À la vue de cet être à face étrange, minable d'allure, l'immortel qui tenait la parole s'arrêta net, tandis que, suivant la direction de ses regards, l'assemblée entière se retournait.
Ce fut un cri de stupéfaction et d'horreur, en même temps que le président, désignant à l'appariteur, d'un doigt nerveux, l'intrus, commandait de le jeter à la porte.
Mais Sharp, continuant de s'avancer de son même pas tranquille et pour ainsi dire automatique, écarta l'appariteur et marcha vers l'estrade où se tenait l'orateur.
Celui-ci, peu rassuré, croyant avoir affaire à un fou, jugea prudent de regagner sa place.
Fédor Sharp monta imperturbablement les trois degrés de la tribune et, redressant sa haute taille, que sa maigreur famélique faisait paraître démesurée, il promena, durant quelques secondes, ses regards assurés sur l'assemblée, dont les yeux ahuris, apeurés, convergeaient vers lui.

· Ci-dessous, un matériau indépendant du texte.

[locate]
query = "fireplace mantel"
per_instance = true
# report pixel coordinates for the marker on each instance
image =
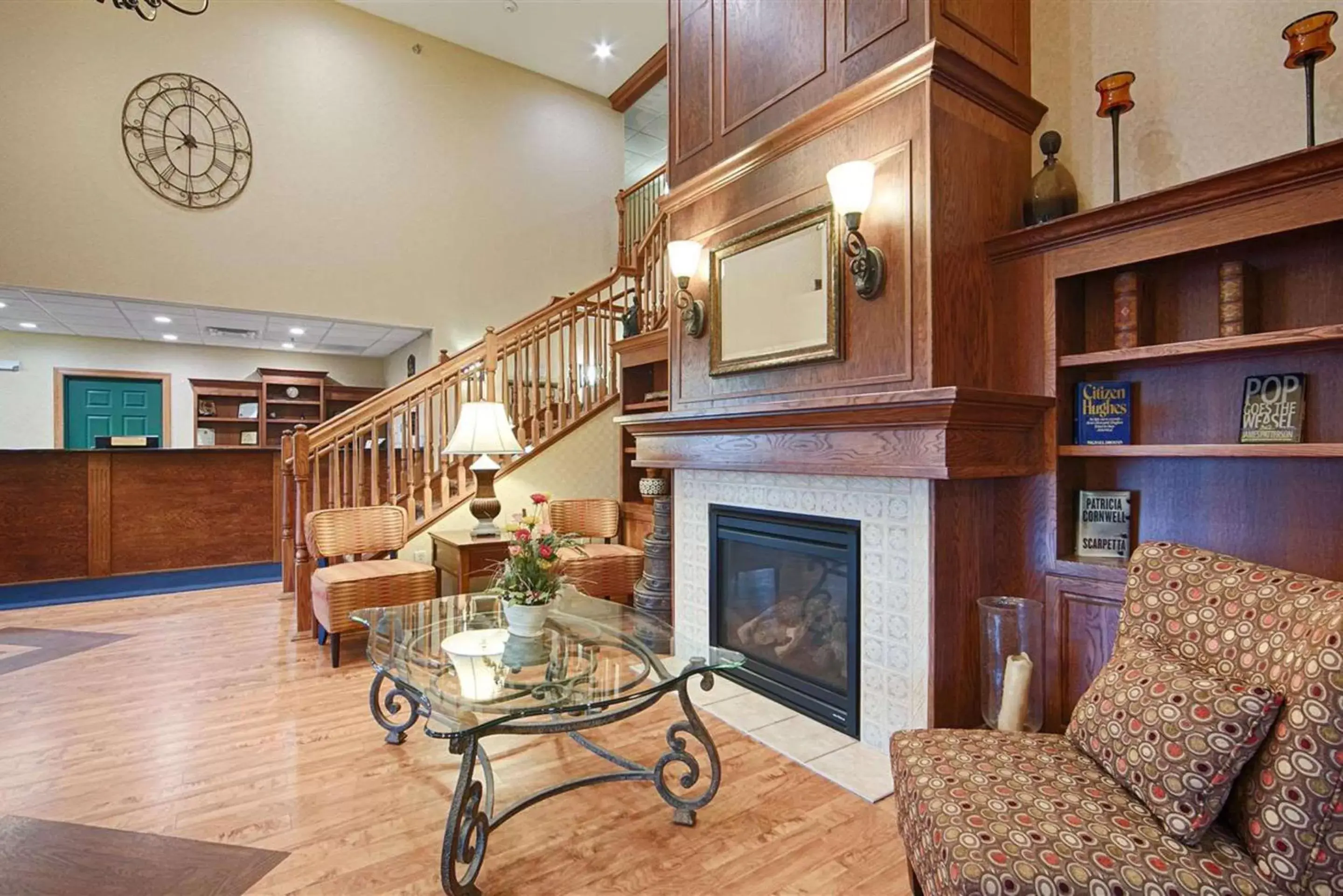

Puis, il prit en main les notes laissées sur la tribune par le savant qu'il en avait chassé, et un sourire de triomphe éclaira son visage, le rendant plus sinistre encore.
—Messieurs et chers collègues, dit-il enfin d'une voix dont l'accent métallique fit passer un frisson dans le dos de tous ceux qui se trouvaient là, permettez-moi de me féliciter d'arriver juste à temps pour pouvoir apporter dans la discussion que j'ai interrompue, une lumière éclatante...
Ici, Sharp fit une pause et put constater dans quelle stupeur ces mots: «chers collègues», avaient jeté les membres de l'Académie.
—Je vois que vous vous occupiez du bolide qui a traversé le ciel de la Russie, pendant l'avant-dernière nuit et je me permets de vous dire que vous êtes dans l'erreur la plus complète.
Un murmure vague s'éleva, coupé net par la voix stridente de l'orateur.
—J'ose même dire, déclara-t-il d'un ton qui décelait en quelle supériorité il se tenait vis-à-vis de ces gens-là, que vous pataugez...
Cette expression mit les savants hors d'eux-mêmes et, de tous côtés, des voix s'élevèrent, violentes:
—À bas!... à la porte!...
Mais, imperturbable, Fédor Sharp, cramponné de ses doigts osseux au rebord de la tribune, défiait les efforts de l'appariteur suspendu aux basques de sa redingote délabrée.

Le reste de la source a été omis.